Although metagenome sequencing results positive for T. whipplei infection are not the standard for diagnosis, this technology provided clues and improved the diagnosis. Specific PAS staining for T. whipplei further confirmed the result of metagenome sequencing.
On the basis of the diagnosis, we discontinued treatment with doxycycline and trimethoprim/sulfamethoxazole because of inactivity of trimethoprim and acquired resistance to sulfamethoxazole for T. whipplei infection (5). The patient was then given doxycycline and hydroxychloroquine and showed satisfactory results. However, a long-term therapeutic course and close follow-up are essential to avoid relapses and reinfection.

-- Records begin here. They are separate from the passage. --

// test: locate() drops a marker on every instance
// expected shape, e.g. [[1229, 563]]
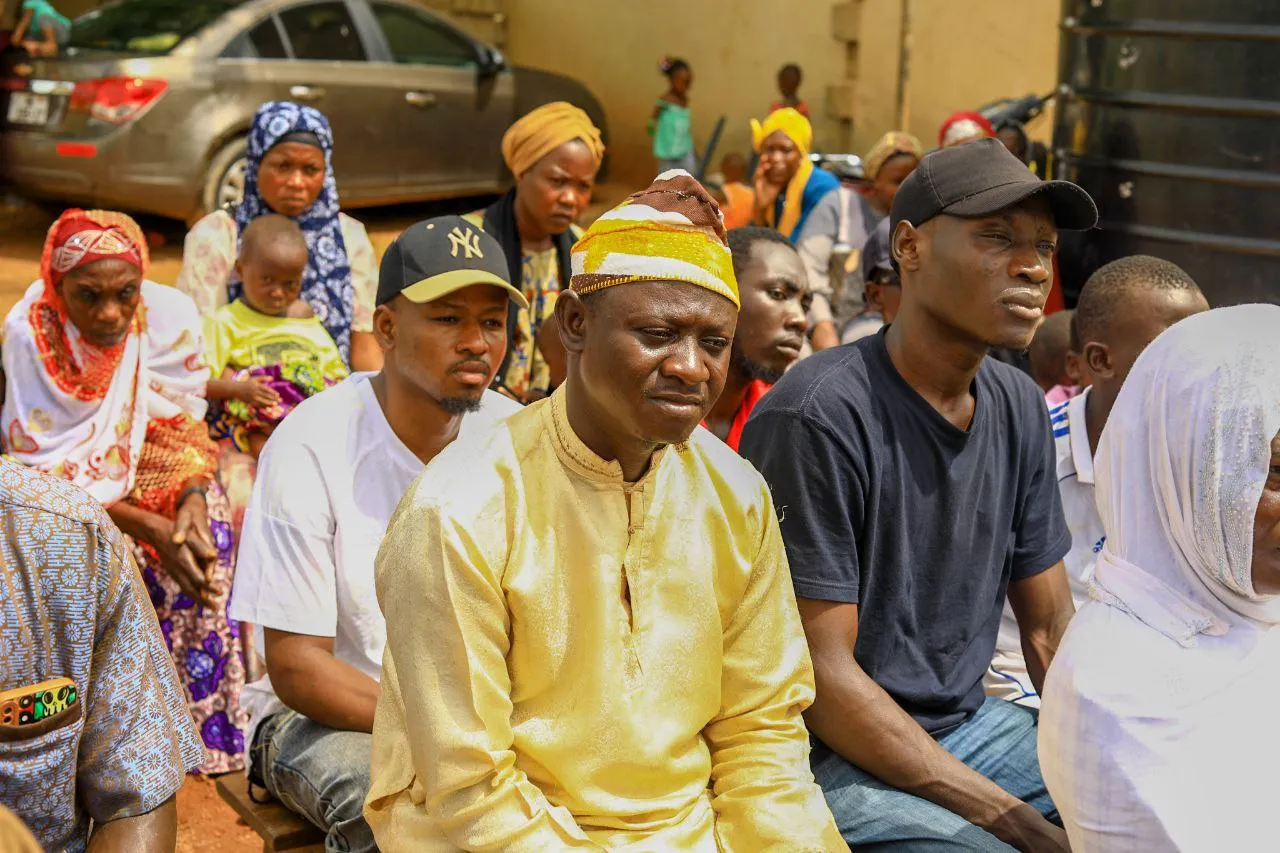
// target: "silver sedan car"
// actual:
[[149, 105]]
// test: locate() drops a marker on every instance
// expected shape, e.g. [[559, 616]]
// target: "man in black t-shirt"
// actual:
[[915, 483]]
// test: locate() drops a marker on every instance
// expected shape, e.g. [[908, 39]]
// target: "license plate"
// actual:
[[26, 108]]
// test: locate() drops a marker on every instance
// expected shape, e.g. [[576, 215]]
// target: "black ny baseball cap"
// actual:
[[442, 255], [981, 178]]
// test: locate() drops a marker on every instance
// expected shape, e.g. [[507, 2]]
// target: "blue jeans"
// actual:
[[321, 774], [999, 742]]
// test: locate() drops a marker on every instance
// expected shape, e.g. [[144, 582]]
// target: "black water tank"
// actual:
[[1169, 114]]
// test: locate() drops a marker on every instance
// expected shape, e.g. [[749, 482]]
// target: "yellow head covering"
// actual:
[[796, 128], [890, 145], [671, 232], [545, 129]]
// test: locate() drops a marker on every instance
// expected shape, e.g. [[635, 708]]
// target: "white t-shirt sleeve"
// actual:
[[286, 569]]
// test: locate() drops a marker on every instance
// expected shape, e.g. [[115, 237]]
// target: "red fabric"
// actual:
[[754, 392], [978, 118], [81, 237]]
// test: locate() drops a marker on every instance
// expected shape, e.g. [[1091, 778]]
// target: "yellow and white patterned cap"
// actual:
[[670, 232]]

Whipple disease has been rarely reported in China. The few reports involved the central nervous system and respiratory system (6,7). Our report demonstrates a patient who had T. whipplei infection and multiple subcutaneous nodules as the initial and single symptom. Currently, treatment and follow-up are ongoing, and the therapeutic effect is satisfactory. However, lifetime susceptibility and high relapse rate pose a challenge to treatment. We hope to increase the understanding of Whipple disease through the diagnosis and treatment for this case-patient.
Dr. Wang is a clinical laboratory technician at Shandong University, Shandong, China. Her primary research interest is etiologic diagnosis of infectious diseases.